Reduced operational costs
Digital lending frees up time working on in-branch loan applications and reduces paper-based costs, resulting in lower overhead. Lenders can spend more time finding new borrowers and loan opportunities and minimize time spent at loan closings, resulting in increased profit margins.
Innovations to support digital consumer lending
Despite consensus on the need to increase the automation and digitization of the online lending process, many legacy financial institutions are still lagging. Most institutions that are making innovations aren't looking at the entire experience. Instead, they're simply offering one-off digital steps or replicating existing processes in mobile apps.
A future-focused approach to digital consumer lending requires end-to-end innovation. Here's a look at some technologies and tools that help borrowers complete the entire loan process, from document uploads to underwriting to notarization, digitally and remotely.
Online applications
Moving the entire loan application process online accomplishes a few things: it makes it easier and more accessible for potential borrowers to start an application from anywhere, reduces manual errors by using required fields to ensure every application comes in with the necessary information, and uses encryption to help protect the borrower's information.

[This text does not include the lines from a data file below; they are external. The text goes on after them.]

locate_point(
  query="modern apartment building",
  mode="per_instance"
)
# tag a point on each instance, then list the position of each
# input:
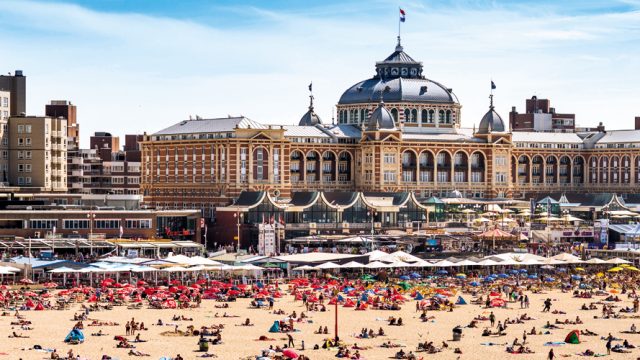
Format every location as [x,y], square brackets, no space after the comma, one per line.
[16,85]
[37,153]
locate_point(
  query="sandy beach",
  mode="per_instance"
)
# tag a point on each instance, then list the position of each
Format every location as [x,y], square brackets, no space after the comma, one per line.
[50,327]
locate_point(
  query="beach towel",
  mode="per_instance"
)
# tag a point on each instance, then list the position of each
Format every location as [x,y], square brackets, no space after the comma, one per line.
[75,335]
[275,327]
[573,337]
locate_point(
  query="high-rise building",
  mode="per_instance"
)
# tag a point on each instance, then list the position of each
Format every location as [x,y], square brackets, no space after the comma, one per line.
[37,153]
[5,110]
[106,169]
[16,85]
[65,109]
[540,116]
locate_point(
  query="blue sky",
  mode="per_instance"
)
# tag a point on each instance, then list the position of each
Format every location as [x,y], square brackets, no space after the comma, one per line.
[134,66]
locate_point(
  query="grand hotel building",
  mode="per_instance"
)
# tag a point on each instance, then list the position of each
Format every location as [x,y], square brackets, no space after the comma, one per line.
[397,131]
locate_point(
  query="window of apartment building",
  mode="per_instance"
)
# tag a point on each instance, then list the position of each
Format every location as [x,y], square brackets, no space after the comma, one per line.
[389,158]
[368,158]
[259,164]
[75,224]
[138,224]
[106,224]
[42,224]
[243,164]
[276,165]
[407,176]
[389,176]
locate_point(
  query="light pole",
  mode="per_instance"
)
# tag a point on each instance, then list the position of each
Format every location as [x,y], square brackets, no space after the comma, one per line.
[91,216]
[238,217]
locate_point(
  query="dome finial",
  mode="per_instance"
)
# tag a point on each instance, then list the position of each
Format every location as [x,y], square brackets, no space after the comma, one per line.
[311,95]
[399,45]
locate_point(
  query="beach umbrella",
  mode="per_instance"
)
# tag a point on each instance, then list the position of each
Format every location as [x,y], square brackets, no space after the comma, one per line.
[290,353]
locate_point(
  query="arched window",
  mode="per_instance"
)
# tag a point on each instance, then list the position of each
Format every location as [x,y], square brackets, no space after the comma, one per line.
[394,113]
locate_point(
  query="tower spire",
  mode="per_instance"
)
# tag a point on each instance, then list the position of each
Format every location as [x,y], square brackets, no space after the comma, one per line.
[311,96]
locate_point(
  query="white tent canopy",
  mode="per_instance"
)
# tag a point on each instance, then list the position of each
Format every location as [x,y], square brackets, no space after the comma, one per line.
[352,265]
[327,266]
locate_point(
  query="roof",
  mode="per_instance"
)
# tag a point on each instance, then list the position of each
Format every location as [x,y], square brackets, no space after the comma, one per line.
[458,135]
[545,137]
[398,90]
[304,131]
[343,131]
[620,136]
[211,125]
[491,122]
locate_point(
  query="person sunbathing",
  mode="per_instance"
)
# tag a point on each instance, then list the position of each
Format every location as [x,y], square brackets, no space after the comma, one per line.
[137,353]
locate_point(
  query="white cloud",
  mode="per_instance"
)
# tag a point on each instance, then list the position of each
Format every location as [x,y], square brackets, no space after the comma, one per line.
[132,73]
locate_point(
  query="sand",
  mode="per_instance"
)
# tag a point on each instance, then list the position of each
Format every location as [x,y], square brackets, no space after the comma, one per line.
[50,327]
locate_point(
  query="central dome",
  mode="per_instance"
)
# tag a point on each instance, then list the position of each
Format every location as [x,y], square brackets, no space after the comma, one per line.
[399,78]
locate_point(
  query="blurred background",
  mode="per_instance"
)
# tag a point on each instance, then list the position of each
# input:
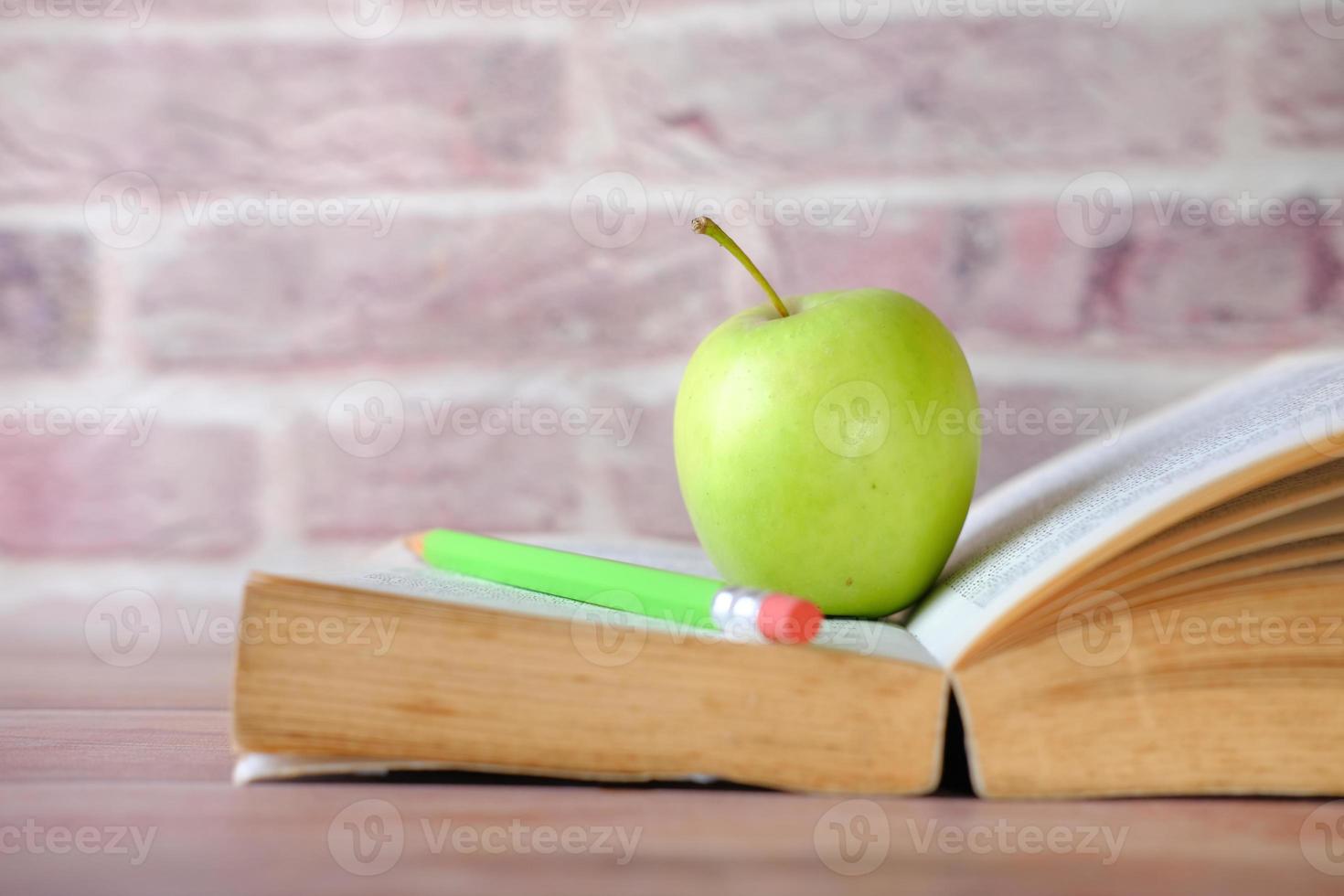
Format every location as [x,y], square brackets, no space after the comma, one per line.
[281,281]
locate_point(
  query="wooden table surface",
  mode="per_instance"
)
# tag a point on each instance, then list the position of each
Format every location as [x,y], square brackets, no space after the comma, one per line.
[116,781]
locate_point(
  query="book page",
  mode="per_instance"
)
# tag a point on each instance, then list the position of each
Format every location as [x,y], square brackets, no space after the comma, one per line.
[398,571]
[1029,529]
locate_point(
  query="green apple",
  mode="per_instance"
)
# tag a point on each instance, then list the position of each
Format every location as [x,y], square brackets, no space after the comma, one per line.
[827,445]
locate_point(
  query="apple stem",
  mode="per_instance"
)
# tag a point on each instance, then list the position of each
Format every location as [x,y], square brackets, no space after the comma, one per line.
[715,232]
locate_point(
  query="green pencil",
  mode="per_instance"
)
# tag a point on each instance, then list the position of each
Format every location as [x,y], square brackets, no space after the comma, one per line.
[674,597]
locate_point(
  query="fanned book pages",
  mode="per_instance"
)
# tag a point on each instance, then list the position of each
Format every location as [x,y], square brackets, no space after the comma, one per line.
[1157,615]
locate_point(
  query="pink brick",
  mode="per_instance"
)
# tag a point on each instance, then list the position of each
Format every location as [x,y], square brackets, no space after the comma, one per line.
[460,477]
[183,492]
[910,251]
[1296,80]
[1007,269]
[48,300]
[1209,285]
[273,116]
[643,475]
[514,288]
[920,96]
[1017,274]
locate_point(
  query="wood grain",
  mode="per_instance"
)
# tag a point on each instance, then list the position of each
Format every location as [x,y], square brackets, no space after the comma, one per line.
[73,767]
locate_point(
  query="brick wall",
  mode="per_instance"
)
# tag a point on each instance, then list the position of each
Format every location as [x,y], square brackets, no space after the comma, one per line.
[277,280]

In-app or online messaging
Quick clarification on an application question becomes fast and easy when it's possible to ask right where the application lives. In-app or online messaging speeds up slower communication channels and, in turn, speeds up the entire application process.
eSignatures
Ink-based or wet signatures feel very official, but they're no more efficient or secure than their digital counterparts. Adopting eSignatures as part of the loan process cuts down on the volume of in-branch closing appointments, which makes the entire loan closing process quicker.
Online notarization
Using an online notarization platform such as Notarize, borrowers can sign and legally get documents notarized via computer, tablet, or any device with a camera and audio. The benefits are twofold: customers get the convenience of a fully-digital experience, while lenders can have a quicker transaction turnaround time, enabling them to complete more transactions.
Digital consumer lending is on the rise, and improving the digital lending process will help speed up credit decisions, get customers cash sooner, lower costs, and improve decision-making.
Frequently asked questions
How does digital consumer lending differ from traditional consumer lending?
Digital consumer lending is the process of applying for, processing, approving, and closing a consumer loan entirely or primarily through digital channels, without requiring in-person branch visits. It encompasses online applications, digital document collection, eSignatures, remote identity verification, and online notarization.
What types of loans fall under consumer lending?
Consumer lending covers a wide range of credit products, including auto loans, home mortgages, home equity loans and lines of credit, student loans, personal installment loans, and credit cards. Any loan extended to an individual for personal, family, or household purposes falls under the consumer lending category.
How does online notarization work for loan closings?
Online notarization allows borrowers to get documents notarized through a secure video call with a commissioned notary, using a computer, tablet, or any device with a camera and microphone. The borrower presents identification, signs documents electronically, and the notary applies a digital seal, completing the process without any in-person meeting. This is especially valuable for loan closings that would otherwise require a borrower to appear at a branch or title office.